Beth Moore: Jesus Is No Misogynist, See the Bible for How He Treated Women

Beth moore
Popular speaker and author Beth Moore gives a Bible study to 60,000 students about the significance and symbolism in the Lord's Supper at Passion 2013 in Atlanta, Georgia on Wednesday, January 9, 2013. |

Author and evangelist Beth Moore has insisted that Jesus Christ is not a misogynist, encouraging people to read the Bible to see how He treated women.

"If you want to know how Jesus felt about women & treated women, read the Gospels. Anything & anyone that does not reflect what you see in Jesus in black and white on those pages may wear a Christian label but never confuse that with Christlike," Moore, the founder of Living Proof Ministries, wrote on Twitter Tuesday.

"Jesus is no misogynist. Read & see," she added.

Moore has in recent weeks been speaking out strongly against anyone seeking to misuse the Bible and evangelicalism for politics.

"It's been a harrowing trip to Oz for many evangelicals this year, the curtain pulled back on the wizards of cause," she wrote last week.

"We found a Bible all right, seemingly used instead of applied, leveraged instead of obeyed, cut and pasted piecemeal into a pledge of allegiance to serve the served."

The author added in a follow-up post that if evangelicalism "has any hope and any future of actually evangelizing the lost and discipling the found, we desperately need Jesus to save us from ourselves. He's merciful and He will if we will let Him."

Moore's comments come in the wake of the ongoing scandal around embattled Republican Senate candidate Roy Moore.

Evangelicals have expressed various opinions regarding the allegations that Moore sexually assaulted teenage girls in the past, with many denouncing the harassment of women.

But one Alabama pastor suggested he would continue supporting him even if the claims are true.

Pastor Earl Wise, formerly of Highland Gardens Baptist Church in Montgomery, told the Boston Globe that the women accusing Roy Moore could be getting paid.

"There ought to be a statute of limitations on this stuff," Wise also said. "How these gals came up with this, I don't know. They must have had some sweet dreams somewhere down the line."

"Plus, there are some 14-year-olds, who, the way they look, could pass for 20," he added.

Beth Moore, who is not related to Roy Moore, has said that the church should not excuse sin.

"This idea that God puts up with secret sins from His servants for the greater good is a total crock. He waits, warns, waits, warns then comes for us with a blazing bulldozer," she wrote in an earlier Twitter post.
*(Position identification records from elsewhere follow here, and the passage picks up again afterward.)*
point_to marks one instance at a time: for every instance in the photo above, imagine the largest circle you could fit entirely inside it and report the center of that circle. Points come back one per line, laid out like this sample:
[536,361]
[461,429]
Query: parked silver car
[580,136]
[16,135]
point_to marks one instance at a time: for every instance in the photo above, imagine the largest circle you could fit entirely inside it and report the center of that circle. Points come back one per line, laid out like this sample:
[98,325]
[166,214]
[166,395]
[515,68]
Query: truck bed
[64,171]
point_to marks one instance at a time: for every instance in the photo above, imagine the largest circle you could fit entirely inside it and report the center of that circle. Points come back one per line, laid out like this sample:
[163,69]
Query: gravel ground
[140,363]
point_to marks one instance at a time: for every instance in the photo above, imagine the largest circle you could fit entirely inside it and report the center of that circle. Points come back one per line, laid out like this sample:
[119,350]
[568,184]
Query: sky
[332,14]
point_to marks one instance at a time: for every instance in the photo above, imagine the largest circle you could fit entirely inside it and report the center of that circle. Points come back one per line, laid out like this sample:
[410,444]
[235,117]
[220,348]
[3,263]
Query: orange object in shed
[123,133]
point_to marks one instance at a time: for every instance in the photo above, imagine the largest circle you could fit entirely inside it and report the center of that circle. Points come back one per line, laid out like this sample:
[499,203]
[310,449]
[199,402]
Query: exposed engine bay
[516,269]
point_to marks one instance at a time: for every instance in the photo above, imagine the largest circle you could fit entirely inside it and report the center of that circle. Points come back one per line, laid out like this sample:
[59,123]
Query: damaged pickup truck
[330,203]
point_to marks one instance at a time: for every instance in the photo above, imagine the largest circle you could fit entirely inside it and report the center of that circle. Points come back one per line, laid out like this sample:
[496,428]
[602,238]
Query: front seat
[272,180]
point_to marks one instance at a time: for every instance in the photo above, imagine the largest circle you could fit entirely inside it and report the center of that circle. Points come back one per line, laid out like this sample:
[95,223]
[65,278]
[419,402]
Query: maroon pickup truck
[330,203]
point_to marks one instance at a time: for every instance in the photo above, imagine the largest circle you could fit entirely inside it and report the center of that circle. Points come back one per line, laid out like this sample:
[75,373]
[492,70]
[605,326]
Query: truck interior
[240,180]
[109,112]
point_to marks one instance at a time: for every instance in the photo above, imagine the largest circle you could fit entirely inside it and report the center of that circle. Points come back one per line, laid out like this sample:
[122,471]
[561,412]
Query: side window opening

"I know because Scripture says. I know because I've experienced it. God will not be mocked."

The evangelist was asked if she was speaking about Roy Moore, and she responded: "I am referring to the colossal compromise of values in the church in America. It's taking so many forms so quickly that mentioning names just makes it yesterday's news."

Back in October, Moore shared her story of sexual abuse under the #MeToo hashtag.

"A well meaning mentor told me at 25 that people couldn't handle hearing about sexual abuse and it would sink my ministry. It didn't," she wrote, encouraging victims to speak out and call out wrongdoing.

"#WeToo get to stand on solid ground and be counted. We too get to help other girls stand. We too get to say, 'I understand. I believe you,'" she wrote.

"#WeToo have dignity. We too have courage. We too can heal. We too have community. We too can be unashamed. We too can see to change.

"#WeToo are loved by God/defended by Christ/upending the darkness/bringing to light/devoted to love."